Tuesday, September 23, 2014

Autumn hike at El Chorro

Yesterday, September 22 was the Autumnal Equinox, the first official day of Fall, so I decided to make my first hike and celebrate the arrival of the new 2014 Autumn season. This is my favorite time of year here on the Central Coast. The days are becoming shorter, the leaves are falling, and the air is thick and musty.

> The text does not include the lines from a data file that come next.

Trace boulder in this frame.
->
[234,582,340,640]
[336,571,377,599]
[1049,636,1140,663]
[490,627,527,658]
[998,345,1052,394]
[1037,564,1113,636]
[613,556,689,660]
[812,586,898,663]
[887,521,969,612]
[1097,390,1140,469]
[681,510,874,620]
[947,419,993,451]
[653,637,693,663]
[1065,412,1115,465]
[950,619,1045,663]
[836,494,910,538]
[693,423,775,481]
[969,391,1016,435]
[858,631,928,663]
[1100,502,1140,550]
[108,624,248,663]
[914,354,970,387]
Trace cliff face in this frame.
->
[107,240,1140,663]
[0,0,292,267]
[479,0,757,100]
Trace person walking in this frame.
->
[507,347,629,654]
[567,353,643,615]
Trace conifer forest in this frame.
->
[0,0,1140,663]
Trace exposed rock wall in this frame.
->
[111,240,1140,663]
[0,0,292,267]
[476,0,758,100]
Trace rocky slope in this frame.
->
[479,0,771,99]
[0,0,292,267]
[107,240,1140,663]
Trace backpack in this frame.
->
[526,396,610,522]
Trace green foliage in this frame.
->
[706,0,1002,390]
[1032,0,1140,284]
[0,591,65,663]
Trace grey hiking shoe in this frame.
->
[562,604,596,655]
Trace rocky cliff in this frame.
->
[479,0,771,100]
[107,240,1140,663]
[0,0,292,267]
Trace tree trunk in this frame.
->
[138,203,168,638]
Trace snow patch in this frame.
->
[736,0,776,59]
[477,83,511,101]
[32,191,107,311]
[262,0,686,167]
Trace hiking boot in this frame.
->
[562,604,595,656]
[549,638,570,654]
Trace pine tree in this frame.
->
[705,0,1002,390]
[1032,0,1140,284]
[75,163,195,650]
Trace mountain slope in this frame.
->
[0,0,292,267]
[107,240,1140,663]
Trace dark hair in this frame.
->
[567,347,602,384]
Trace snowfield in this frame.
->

I had decided on going out El Chorro Regional Park, where I'd heard a Mountain Lion had been spotted a few days earlier, hopeful of finding and measuring and photographing a legit cat track:

Cougar Sighting Warning

My wife had also mentioned a trail at the rear of the El Chorro Park which led to an "observation point", which piqued my interest. I'd never heard of this trail and decided to scout it out. I parked at the Dairy Creek Road trailhead and began my hike. After about a half a mile I came to a spot on the road adjacent to a spring, that was littered with Turkey feathers. It was obvious a Turkey had been attacked and killed by a predator:

Kill site
I checked the area for tracks left by the predator, but found none, so I continued on. A little further up the trail I came across a lot of Turkey tracks in the sand and took some photographs:

Turkey track
Another track with measurement
Stick placed for scale
I continued on my hike and soon recognized the trail [road] leading to the "observation point" as described and diagrammed in my wife's trail guide:

Observation Point 
There were some really unique volcanic rock formations in the area, and I stopped to explore them:

There were several rocks which appeared to have been drilled to receive blasting charges. The holes for the shot's were at least a couple of feet deep:
Blast holes
When I reached the Observation Point I saw a circle of stumps, probably used by the Rancho El Chorro Outdoor School for small group discussion with their students:
Just behind the group area I could stand and look out upon the Chorro Valley and the El Chorro Outdoor School facilities below:
Rancho El Chorro Outdoor School; Hollister Peak
There was an abundance of chert, something I have never seen on the coast here. This stone would've been useful to the aboriginal peoples around this area for making stone tools, scrapers, and blades and I am fairly sure they'd have identified this resource and used it. I found a piece with nice sharp edges and kept it to place in my Flint and Steel primitive firemaking kit:

I hiked back down to Dairy Creek Road and decided to check the creek for water and tracks. "Chorro" is the Spanish word for a jet or spring where water gushes from the ground. There was a small amount of water pooled in a stone basin, and I've seen Bobcat's coming from this area after taking water:

"El Chorro" [The Spring]
There were several muddy spots where the ground was moist. I looked around carefully, decided it was safe, and then bent to study them carefully for any tracks. I found a track, but there was insufficient detail to make any identification, though my impression was that it probably was made by a Coyote or other large Canid:
Critter track...but what was it?
Ruler for scale
Of course, what would one of my outings be without a discussion of kit? For today's outing I used a digicam CAMELBACK pack sans hydration bladder, which my wife Kim found at a garage sale for $3 bucks! I carried the obligatory emergency necessities, my tracking kit, and a USAF Pilot's water flask...light kit for a quick scout. I sat it down on some rocks in the creekbed while studying tracks, and noticed how well the digicam pattern blended with the rocks:
Digicam pack
It was a beautiful day and a perfect outing to welcome and step into Autumn:
Autumn in the Chorro Valley
As I close this post, I wish all of you safe outings and a happy and blessed Fall season!